Sayın Isabell ve Ceycet, inceliğiniz için ben de size teşekkür ederim. En çok zorlandığım şeylerden biri de bir tebriğe layıkıyla karşılık vermektir. Ben bunu pek beceremiyorum, ama anlaşılmak güzel bir şey.
Realitenin kabullenebilmesi serüveninde bizleri en çok zorlayacak olgunun,değiştirilemeyecek olanlarla,değiştirilebilecekler arasındaki farkın idraki olduğunun da bilincindeyim;bu konuda hemfikir olduğumuzu düşünüyorum.Değiştirilemeyeceklerin kabulü için gereken huzur un önündeki en büyük engellerin ise,"nefs"imizin ve kişiliğimizin oluşturduğu" eşik"lerden müteşekkül olduğunu,bunlarla başetmeyi öğrenmedikçe de bu yolda mesafe kat etmenin ve gerçek anlamda kabullenmelerin kabullenebilmesinin mümkün olamayacağına inanıyorum.
Değiştirilemeyecekler arasına, evrendeki kanunlar ve insanın kanunları girer.

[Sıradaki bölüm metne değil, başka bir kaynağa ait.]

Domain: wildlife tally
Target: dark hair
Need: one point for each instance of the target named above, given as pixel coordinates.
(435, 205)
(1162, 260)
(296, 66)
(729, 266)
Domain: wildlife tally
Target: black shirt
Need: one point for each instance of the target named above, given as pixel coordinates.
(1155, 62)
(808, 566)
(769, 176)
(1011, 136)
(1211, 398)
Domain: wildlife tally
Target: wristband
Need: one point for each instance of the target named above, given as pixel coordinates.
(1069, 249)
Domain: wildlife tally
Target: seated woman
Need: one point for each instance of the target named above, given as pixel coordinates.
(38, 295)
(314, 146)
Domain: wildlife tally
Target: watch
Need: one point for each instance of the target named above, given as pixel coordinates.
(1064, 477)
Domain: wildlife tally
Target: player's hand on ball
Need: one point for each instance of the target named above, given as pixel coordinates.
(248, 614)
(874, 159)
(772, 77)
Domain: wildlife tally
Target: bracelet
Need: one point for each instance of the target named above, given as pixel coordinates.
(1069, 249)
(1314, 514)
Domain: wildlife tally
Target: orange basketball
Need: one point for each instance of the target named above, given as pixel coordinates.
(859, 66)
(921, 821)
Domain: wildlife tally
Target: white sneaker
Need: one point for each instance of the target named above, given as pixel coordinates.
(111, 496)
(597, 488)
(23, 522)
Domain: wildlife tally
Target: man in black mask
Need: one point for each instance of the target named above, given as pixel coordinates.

Yer çekimi kanununu görmezden gelerek, aya gidemezdik. Birinci kısım, yani "evrendeki kanunlar" kısmı, çok rahat anlaşılır. Bu, fen bilimlerinin alanına giren bir şey, ancak bir çılgın bu kanunları göreceli görebilir. İkincisi, insanın kanunlarıdır. Bu, insanın dünyanın neresinde olursa olsun değişmeyecek eğilim ve karakterine işaret eder. Tabii sağlıklı bir insanın. Bu kanunlar arasında en üstünü ve zaten hepsinin kapsayıcısı "yaşama arzusu"dur. Yani insanın hayatına verdiği önem. Birincisine fen bilimleri dedik, bu kanunların keşfi çok zahmetli olsa da, bir kere bulundu mu artık kolay kolay değişmez. Ancak ikincisi, sosyal bilimlerin alanına girdiğinden, insanlar bu kanunlar hakkında ihtilaf içinde olabiliyorlar. Birinin kabul ettiğini, diğeri kabul etmeyebiliyor. İnsana dair bir başka kanun, insanın "öz saygı" ihtiyacı içinde olmasıdır. Bu ihtiyaç çok kutsal bir ihtiyaçtır ve insanı bir şeyler üretmeye, çalışmaya sevk eder. Bir diğeri "tutarlılık ihtiyacı"dır. Çelişkiye düşmek, çağın insanının en büyük korkusu olmalıdır. (Olmalıdır diyorum, çünkü herkes bunun farkında değil. İnsanlar daha çok, çelişkiye düştüklerinde, çeliştiklerini inkar etme yoluna gidiyorlar. Bunun da bir çok sebebi var. Başka bir başlığın konusu olabilir).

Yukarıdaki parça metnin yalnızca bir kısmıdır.